El desafío en sus ojos era inconfundible.

—No —dijo, su voz amortiguada por su pene—, pero esto es lo que querías, mi hermano pervertido.

Julian se rió.

Su agarre en su cabello apretándose aún más.

—Oh, sí, pero quiero más.

Mucho más.

Empujó su pene de vuelta a su boca y ella lo tomó con avidez mientras su lengua se envolvía alrededor de su pene y comenzaba a chuparlo nuevamente.

La sensación de su boca a su alrededor era celestial y Julian sabía que no duraría mucho.

Había estado soñando con este momento durante tanto tiempo, el sabor del poder y la dominación mezclándose con la dulzura de la sumisión de su hermana.

Podía sentirse cada vez más cerca del clímax, sus testículos apretándose con cada caricia de su lengua.

De repente, Julian sacó su pene de su boca y eyaculó, chorros de semen caliente aterrizaron en su cara.

Ella estaba tan hermosa en su sumisión, sus ojos abiertos con una mezcla de sorpresa y excitación mientras su semen pintaba sus mejillas, su nariz e incluso sus pestañas.

La observó mientras parpadeaba a través del pegajoso desastre, una pequeña sonrisa jugando en sus labios.

—Ahora eres mía, Eleanor —declaró Julian.

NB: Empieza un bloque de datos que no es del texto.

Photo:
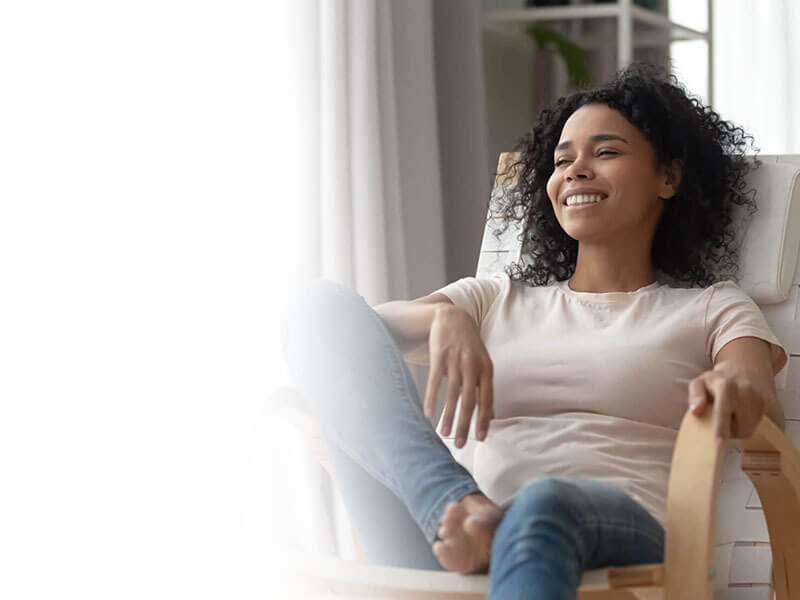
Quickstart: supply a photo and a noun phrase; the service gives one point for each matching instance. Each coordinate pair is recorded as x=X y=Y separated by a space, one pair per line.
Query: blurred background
x=168 y=170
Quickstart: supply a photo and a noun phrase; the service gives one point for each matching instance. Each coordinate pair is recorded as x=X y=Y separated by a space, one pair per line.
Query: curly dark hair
x=695 y=243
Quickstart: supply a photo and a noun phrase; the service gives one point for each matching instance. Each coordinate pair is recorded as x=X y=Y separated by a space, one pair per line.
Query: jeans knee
x=547 y=495
x=310 y=309
x=541 y=510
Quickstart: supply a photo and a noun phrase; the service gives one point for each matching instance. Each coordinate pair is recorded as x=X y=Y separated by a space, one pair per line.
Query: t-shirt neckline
x=605 y=297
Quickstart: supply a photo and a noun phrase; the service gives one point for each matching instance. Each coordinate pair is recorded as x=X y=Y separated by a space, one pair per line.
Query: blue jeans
x=396 y=476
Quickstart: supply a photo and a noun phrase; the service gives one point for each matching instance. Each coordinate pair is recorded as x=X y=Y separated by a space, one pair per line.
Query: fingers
x=467 y=408
x=432 y=389
x=725 y=397
x=698 y=395
x=453 y=388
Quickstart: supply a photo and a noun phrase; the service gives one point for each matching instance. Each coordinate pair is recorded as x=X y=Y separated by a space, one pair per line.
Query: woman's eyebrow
x=600 y=137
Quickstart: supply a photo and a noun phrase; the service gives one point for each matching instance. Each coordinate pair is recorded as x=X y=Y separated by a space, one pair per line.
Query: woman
x=573 y=370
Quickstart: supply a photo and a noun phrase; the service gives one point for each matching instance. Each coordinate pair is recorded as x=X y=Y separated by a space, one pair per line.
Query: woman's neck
x=601 y=270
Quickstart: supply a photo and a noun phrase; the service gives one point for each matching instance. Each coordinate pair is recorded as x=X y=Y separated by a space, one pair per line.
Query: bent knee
x=547 y=496
x=313 y=308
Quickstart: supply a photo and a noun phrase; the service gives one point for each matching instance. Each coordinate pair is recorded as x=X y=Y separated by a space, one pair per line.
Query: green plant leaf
x=573 y=55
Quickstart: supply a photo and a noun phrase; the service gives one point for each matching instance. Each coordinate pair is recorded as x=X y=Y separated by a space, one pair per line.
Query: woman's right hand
x=457 y=351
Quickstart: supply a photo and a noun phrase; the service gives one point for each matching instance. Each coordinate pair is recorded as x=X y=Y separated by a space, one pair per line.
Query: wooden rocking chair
x=768 y=458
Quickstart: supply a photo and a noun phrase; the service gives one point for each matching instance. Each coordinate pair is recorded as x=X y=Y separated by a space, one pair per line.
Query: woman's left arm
x=740 y=388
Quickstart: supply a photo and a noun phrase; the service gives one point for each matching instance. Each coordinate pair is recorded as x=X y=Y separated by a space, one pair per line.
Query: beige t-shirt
x=594 y=384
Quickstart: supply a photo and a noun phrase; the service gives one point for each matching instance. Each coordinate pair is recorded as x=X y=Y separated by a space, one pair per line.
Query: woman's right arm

Los ojos de Eleanor se abrieron mientras sentía los chorros calientes y pegajosos de su semen caer en su cara.

No se movió ni se inmutó, sino que lo miró con una mezcla de sorpresa y algo más, algo que no podía nombrar exactamente.

Era como si hubiera sido marcada por él, señalada como su propiedad de la manera más primitiva posible.

Julian observó su reacción con una satisfacción arrogante, con su pene aún palpitando en su mano.

—Mírate —murmuró, su voz espesa de lujuria—.

Estás cubierta de mí, justo como sabía que estarías.

Eleanor llevó una mano temblorosa a su cara mientras sentía el semen cálido y pegajoso en su piel.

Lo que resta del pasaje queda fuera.